The Tattooist is a fascinating supernatural thriller, the story of an outsider, an American tattoo artist who unwittingly unleashes an angry Samoan ghost. Everyone he tattoos becomes taken over by this spirit. Unfortunately, he also tattoos the woman he is falling in love with, and the film takes the audience on a mysterious, scary and thrilling journey into the supernatural world.

Director Peter Burger was excited by the opportunity to create a spine-chilling environment with tension escalating throughout the film. “It’s scary in a ghostly kind of way. It’s a world in which ghosts exist and tattoos can come to life and creep out and totally consume a person’s skin. I really enjoy working in a world where extreme and freaky things happen to people and this script was so well written and so visual that I loved it and thought it would be a whole lot of fun to make.

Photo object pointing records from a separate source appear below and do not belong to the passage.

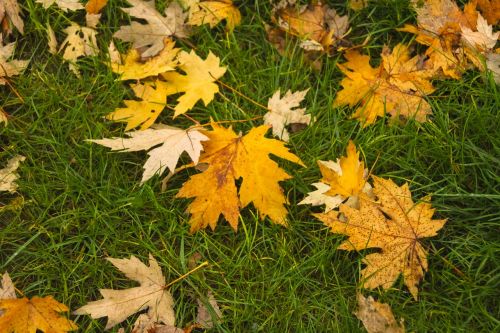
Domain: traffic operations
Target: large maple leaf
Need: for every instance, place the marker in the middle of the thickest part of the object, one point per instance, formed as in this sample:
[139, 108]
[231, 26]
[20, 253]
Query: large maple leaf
[230, 157]
[397, 86]
[117, 305]
[395, 225]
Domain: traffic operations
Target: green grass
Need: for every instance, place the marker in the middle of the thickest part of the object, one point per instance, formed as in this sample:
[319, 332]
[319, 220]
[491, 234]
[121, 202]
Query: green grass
[83, 203]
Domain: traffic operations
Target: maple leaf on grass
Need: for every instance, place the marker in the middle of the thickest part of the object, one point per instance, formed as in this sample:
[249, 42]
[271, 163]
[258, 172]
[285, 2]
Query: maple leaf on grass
[152, 295]
[213, 12]
[230, 157]
[143, 113]
[393, 224]
[342, 180]
[198, 83]
[133, 68]
[9, 68]
[283, 112]
[151, 35]
[397, 86]
[174, 141]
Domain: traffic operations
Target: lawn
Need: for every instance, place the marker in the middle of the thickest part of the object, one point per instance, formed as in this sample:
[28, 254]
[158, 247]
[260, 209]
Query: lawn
[79, 203]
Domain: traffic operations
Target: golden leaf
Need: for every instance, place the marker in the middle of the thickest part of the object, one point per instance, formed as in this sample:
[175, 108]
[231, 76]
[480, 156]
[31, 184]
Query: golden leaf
[397, 86]
[229, 158]
[30, 315]
[395, 225]
[198, 83]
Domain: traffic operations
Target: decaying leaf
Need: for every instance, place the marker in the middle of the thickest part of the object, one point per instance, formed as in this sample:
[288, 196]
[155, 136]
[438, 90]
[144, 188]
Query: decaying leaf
[198, 83]
[152, 295]
[10, 14]
[395, 225]
[397, 86]
[151, 35]
[171, 142]
[133, 68]
[377, 317]
[8, 175]
[318, 26]
[80, 42]
[283, 112]
[30, 315]
[342, 180]
[143, 113]
[10, 68]
[65, 5]
[212, 12]
[230, 157]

“It’s a supernatural thriller. Supernatural because the key figure is a ghost and it’s a thriller because it’s also a detective story with clues delivered along the way. Jake has to follow them and the audience goes with him as he figures out what’s going on. And these two elements, the spirit and the detective story come to a head in the climax.

“What makes it different is that Jake finds himself in a completely new environment because it’s a Samoan ghost and so he leads us into this new world of Samoan people living in Auckland.”

Even though, as Burger says, “it can never be the real world: it’s the movies”, the underlying theme of this movie is very real in Samoan terms, as Samoan cultural adviser and orator chief Pa’u Tafaogalupe Mulitalo (Tafa) explains: “There's a term in Samoan called lama avea. When a person steals something from a tattooist like an implement, a design or a title or when a tattooist performs without the proper traditional Samoan cultural franchise, the term lama avea applies. It means that his art has been cursed. So because Jake steals a tool from the Samoan tattooist Alipati at the Singapore tattoo convention, every new work that he does becomes lama avea. The evil spirit, the ghost of the art of tattooing, has gone through the tool to make the recipients of Jake’s tattoos the victims of the curse.”